The highest normalised impact scores are found for marine freshwater aquatic toxicity. Marine aquatic ecotoxicity scores are largely related with emissions of metals. Although those emissions are rather uncertain as yet, the marine aquatic ecotoxicity scores have been indicated because it is felt that there may well be significant effects of changes in metal concentrations on marine aquatic ecosystems. It can be noted that there is much uncertainty concerning these effects, and to the representation thereof in current LCA methodology.

5 Conclusions

The environmental burdens of a thin-film GaInP/GaAs solar module and a multicrystalline silicon module have been assessed in case their life cycle is based on the use of electricity that is generated by the corresponding PV modules. Comparison with the environmental burdens of the solar modules in case their life cycle is based on the use of conventionally generated electricity indicates a reduction, particularly of the impacts on global warming, abiotic depletion, acidification, and photochemical oxidation. The reductions of the toxicity scores, however, are smaller or negligible. This is caused by a decreased use of fossil fuels, on the one hand, and an increased consumption of materials for the production of the additional solar modules used for generating the required PV electricity on the other.
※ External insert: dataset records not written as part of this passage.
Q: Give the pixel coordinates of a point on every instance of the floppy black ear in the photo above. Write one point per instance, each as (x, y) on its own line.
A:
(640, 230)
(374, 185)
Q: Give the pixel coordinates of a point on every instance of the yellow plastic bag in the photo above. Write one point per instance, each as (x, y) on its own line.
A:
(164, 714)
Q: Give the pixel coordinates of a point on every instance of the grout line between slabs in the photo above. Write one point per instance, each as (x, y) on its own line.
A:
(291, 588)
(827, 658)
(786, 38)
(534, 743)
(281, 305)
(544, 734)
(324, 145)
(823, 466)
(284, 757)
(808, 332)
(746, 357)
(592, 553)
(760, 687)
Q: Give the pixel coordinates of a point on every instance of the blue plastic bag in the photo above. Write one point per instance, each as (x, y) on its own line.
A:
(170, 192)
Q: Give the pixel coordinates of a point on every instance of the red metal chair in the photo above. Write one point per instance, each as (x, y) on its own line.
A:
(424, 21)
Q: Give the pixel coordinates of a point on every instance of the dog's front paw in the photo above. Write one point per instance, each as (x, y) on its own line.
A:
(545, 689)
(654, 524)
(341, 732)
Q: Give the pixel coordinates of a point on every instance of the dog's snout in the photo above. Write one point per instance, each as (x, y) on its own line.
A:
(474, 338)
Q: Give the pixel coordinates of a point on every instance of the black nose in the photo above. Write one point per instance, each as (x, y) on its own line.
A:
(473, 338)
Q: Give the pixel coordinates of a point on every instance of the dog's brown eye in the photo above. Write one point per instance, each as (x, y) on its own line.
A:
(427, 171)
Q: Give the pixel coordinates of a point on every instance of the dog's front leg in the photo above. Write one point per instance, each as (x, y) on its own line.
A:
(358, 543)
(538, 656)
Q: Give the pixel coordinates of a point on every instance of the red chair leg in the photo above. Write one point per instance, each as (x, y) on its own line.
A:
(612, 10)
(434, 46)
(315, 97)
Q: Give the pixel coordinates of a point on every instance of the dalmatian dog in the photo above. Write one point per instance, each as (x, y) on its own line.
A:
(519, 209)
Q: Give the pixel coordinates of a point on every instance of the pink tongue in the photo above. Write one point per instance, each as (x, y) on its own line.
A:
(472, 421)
For both PV modules, it is shown that full replacement of fossil electricity by PV electricity reduces the environmental burdens, particularly the fossil-fuel-related impacts such as impacts on global warming (see Fig. 3). Because the greenhouse gas emissions associated with the production of fossil-fuel-based electricity have a substantial share in global warming on a world-wide scale, switching to a more extensive use of solar power is helpful to comply with the present international legislation on the area of global warming reduction. As reductions in toxicity impact scores are smaller or negligible when fossil electricity is replaced by PV electricity, it is desirable to give specific attention to the processes which dominantly contribute to these impact categories. For the GaInP/GaAs module, it mainly concerns the production of chromium steel that is applied in the cell growth reactor system, and for the multi-Si module, it mainly concerns the production of aluminium that is applied in the module frame.

In this study, a shift in ranking of several environmental impacts of the modules has been found when PV electricity is used instead of fossil electricity. The results of a comparative LCA can thus be dependent of the electricity mix used in the life cycles of the assessed products.